Judge Frederic Block of the US District Court for the Eastern District of New York ruled Trump’s definition is at odds with June’s Supreme Court decision on employment discrimination.
He therefore put an injunction stopping Trump’s administration from using their interpretation for now.
The injunction will remain in place while courts hear lawsuits on the matter.
‘Arbitrary and capricious’
In an historic case in June, the Supreme Court ruled employers could not fire LGBT+ people because they are gay or trans.
In the verdict, Justice Gorsuch explained why LGBT+ people are covered by the ‘sex discrimination’ protection:
‘We agree that homosexuality and transgender status are distinct concepts from sex. But as we’ve seen, discrimination based on homosexuality or transgender status necessarily entails discrimination based on sex; the first cannot happen without the second.’
The case was about Title VII of the Civil Rights Act of 1964. While three cases were involved, lawyers refer to it as the ‘Bostock’ decision.
Indeed, in this case Judge Block wrote:
‘The court concludes that the proposed rules are, indeed, contrary to Bostock and, in addition, that HHS did act arbitrarily and capriciously in enacting them.
‘Therefore, it grants plaintiffs’ application for a stay and preliminary injunction to preclude the rules from becoming operative.’
‘LGBT+ Americans deserve health care without humiliation’
Judge Block’s decision came in a lawsuit filed by two trans women Tanya Asapansa-Johnson Walker and Cecilia Gentili.
Moreover the judge concluded that the two women have legal standing to sue and are likely to succeed on the merits of the case.
The Human Rights Campaign and the law firm of Baker and Hostetler are representing them.
Welcoming the preliminary injunction, HRC President Alphonso David said:
‘This is a crucial early victory for our plaintiffs, Tanya and Cecilia, and for the entire LGBTQ community, particularly those who are multiply marginalized and suffering disproportionately from the impacts of the twin pandemics of COVID-19 and racialized violence.
‘We are pleased the court recognized this irrational rule for what it is: discrimination, plain and simple. LGBTQ Americans deserve the health care that they need without fear of mistreatment, harassment, or humiliation.
‘This failed attempt to callously strip away non-discrimination health care protections is merely the latest in a long line of attacks against the transgender community from the Trump-Pence team.
‘Today’s victory is a step in the right direction. We at the Human Rights Campaign will continue to fight the administration’s attempts to dehumanize and stigmatize the LGBTQ community.
‘This rule should be permanently tossed out and we will fight in court to ensure that it is.’
Second case is also pending
Meanwhile, another case is also pending. Lambda Legal and the law firm of Steptoe and Johnson are representing several organizations who are also suing.
They include the [email protected] Coalition and the Whitman-Walker Clinic which serves LGBT+ people in the Washington DC area.

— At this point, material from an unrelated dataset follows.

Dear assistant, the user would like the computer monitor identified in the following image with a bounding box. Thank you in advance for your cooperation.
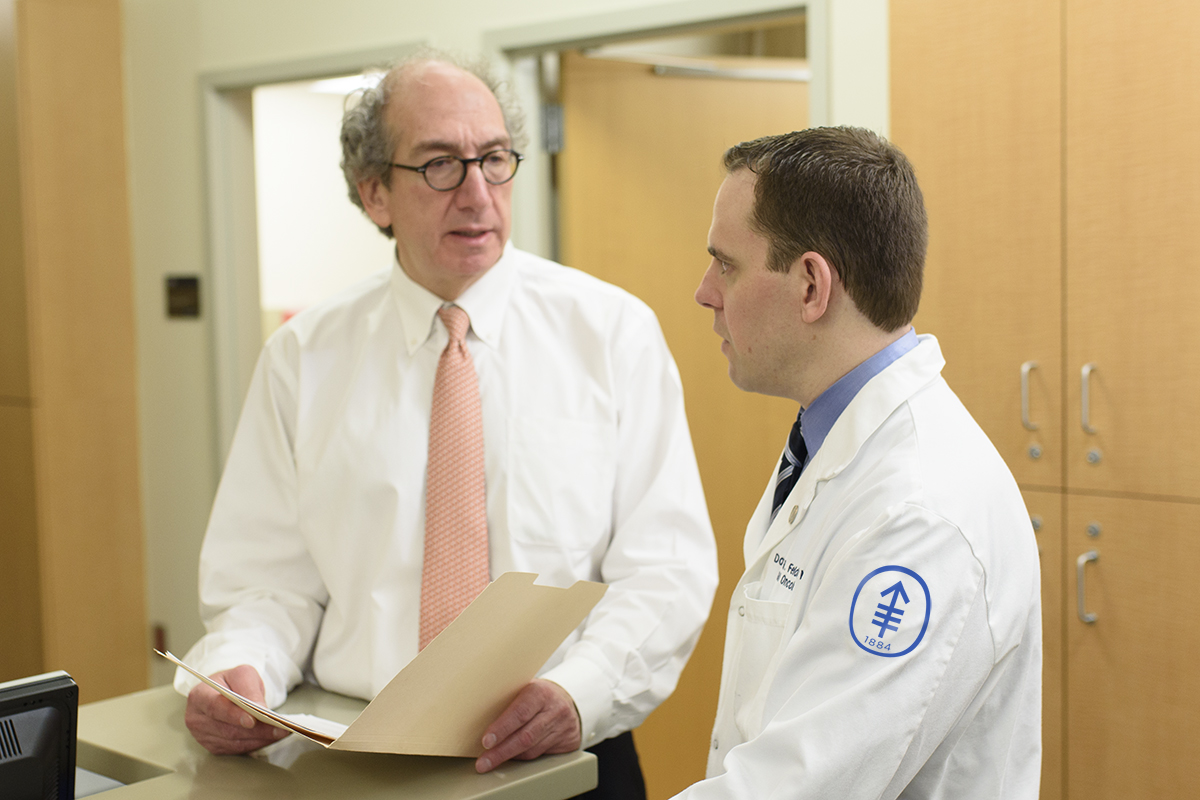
[0,670,79,800]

This went to a hearing on 3 August in the US District Court for the District of Columbia. The plaintiffs are now waiting for a decision.
This case goes beyond just challenging the Department of Health and Human Services’s new interpretation of sex discrimination.
It also disputes its new policy that makes it harder for people who speak little English to get health care. And it challenges a rule to allow religious health providers to deny care on the basis of their faith.
Lambda Legal’s senior attorney and health care strategist Omar Gonzalez-Pagan congratulated the HRC team on their victory:
‘In the midst of a global pandemic, the Trump administration has sought to invite discrimination in health care against LGBTQ people and other vulnerable populations.
‘Today, a federal court has rejected their efforts. [It has] stopped the health care discrimination rule’s rollback of protections for LGBTQ people from going into effect.
‘We look forward to a decision in our case challenging the health care discrimination rule. The safety and lives of LGBTQ people, but especially transgender people, hang in the balance.’